Секретный пилигрим | Страница: 90

  • Georgia
  • Verdana
  • Tahoma
  • Symbol
  • Arial
16
px

– Испытайте меня, – сказал я.

– Не знаю, хватит ли у вас остроумия. Живости. Я подумал об этом, как только вы вошли. Мысленно сравнил вас с Сергеем, и, боюсь, сравнение оказалось не в вашу пользу. Сергей не приковылял сюда, как загнанная лошадь, он взял меня штурмом. Раздается звонок, он врывается, будто купил этот дом, садится там, где сидите вы, но в отличие от вас не клюет носом – он вообще не мог подолгу оставаться на одном месте.
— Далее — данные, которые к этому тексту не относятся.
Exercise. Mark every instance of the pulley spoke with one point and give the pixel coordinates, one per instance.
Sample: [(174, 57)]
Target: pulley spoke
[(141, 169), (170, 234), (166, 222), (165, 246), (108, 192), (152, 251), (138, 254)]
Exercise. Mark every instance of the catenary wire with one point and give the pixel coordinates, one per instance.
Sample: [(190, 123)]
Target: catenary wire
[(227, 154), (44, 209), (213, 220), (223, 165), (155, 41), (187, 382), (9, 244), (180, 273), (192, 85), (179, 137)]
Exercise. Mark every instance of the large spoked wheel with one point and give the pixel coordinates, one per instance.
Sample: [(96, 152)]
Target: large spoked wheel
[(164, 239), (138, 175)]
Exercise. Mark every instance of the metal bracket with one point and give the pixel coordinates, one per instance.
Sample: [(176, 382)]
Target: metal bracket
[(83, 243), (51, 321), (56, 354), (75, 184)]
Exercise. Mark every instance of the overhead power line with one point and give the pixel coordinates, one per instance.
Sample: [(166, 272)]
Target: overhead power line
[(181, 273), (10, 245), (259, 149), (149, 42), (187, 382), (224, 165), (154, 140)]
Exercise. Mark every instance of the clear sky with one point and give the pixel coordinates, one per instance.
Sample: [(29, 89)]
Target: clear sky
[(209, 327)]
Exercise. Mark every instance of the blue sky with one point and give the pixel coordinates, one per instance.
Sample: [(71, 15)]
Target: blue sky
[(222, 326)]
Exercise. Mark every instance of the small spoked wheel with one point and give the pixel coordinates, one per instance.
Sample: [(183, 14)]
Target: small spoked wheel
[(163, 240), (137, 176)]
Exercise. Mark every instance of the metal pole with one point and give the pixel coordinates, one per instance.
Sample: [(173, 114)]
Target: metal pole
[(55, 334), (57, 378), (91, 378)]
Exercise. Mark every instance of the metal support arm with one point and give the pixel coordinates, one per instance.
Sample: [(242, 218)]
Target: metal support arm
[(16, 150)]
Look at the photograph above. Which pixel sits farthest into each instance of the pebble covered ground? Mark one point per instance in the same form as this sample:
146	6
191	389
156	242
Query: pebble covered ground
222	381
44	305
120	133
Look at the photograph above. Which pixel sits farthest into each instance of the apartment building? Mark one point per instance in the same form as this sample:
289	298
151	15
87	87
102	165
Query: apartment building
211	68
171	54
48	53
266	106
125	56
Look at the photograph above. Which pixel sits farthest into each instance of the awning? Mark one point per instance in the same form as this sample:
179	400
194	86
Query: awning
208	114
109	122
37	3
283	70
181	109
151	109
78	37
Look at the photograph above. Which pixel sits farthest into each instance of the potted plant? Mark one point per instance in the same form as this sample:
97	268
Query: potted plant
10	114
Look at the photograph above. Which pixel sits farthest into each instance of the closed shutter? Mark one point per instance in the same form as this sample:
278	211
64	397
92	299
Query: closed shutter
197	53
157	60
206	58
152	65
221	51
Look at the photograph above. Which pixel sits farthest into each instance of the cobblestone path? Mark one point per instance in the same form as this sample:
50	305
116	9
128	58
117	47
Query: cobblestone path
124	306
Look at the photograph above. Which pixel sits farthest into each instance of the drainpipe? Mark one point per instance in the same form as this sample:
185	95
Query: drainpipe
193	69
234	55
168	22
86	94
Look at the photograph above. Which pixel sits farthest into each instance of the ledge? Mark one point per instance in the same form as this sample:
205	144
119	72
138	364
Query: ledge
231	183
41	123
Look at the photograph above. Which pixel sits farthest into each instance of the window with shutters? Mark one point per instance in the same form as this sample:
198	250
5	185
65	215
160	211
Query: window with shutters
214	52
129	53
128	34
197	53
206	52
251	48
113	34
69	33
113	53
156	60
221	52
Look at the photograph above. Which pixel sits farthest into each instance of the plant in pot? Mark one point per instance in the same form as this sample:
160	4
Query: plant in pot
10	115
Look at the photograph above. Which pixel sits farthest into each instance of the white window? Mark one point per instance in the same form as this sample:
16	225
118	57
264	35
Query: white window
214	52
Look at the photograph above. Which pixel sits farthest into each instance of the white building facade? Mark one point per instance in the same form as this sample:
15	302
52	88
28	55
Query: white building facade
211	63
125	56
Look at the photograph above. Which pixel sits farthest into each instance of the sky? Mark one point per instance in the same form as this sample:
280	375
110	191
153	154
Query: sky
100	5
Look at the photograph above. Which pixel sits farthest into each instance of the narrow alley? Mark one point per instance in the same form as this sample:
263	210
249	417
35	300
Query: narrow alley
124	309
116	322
Не такой Сергей человек, он ужасный непоседа, даже в опере. Так вот, он улыбается, как эльф, и поднимает рюмку своей водки. “Поздравляю, мистер Немо, – говорит, – позвольте называть вас Си? Вы победили в конкурсе, и я ваш первый приз”.

Он провел тыльной стороной руки по рту, и я понял, что он стирает таким образом улыбку.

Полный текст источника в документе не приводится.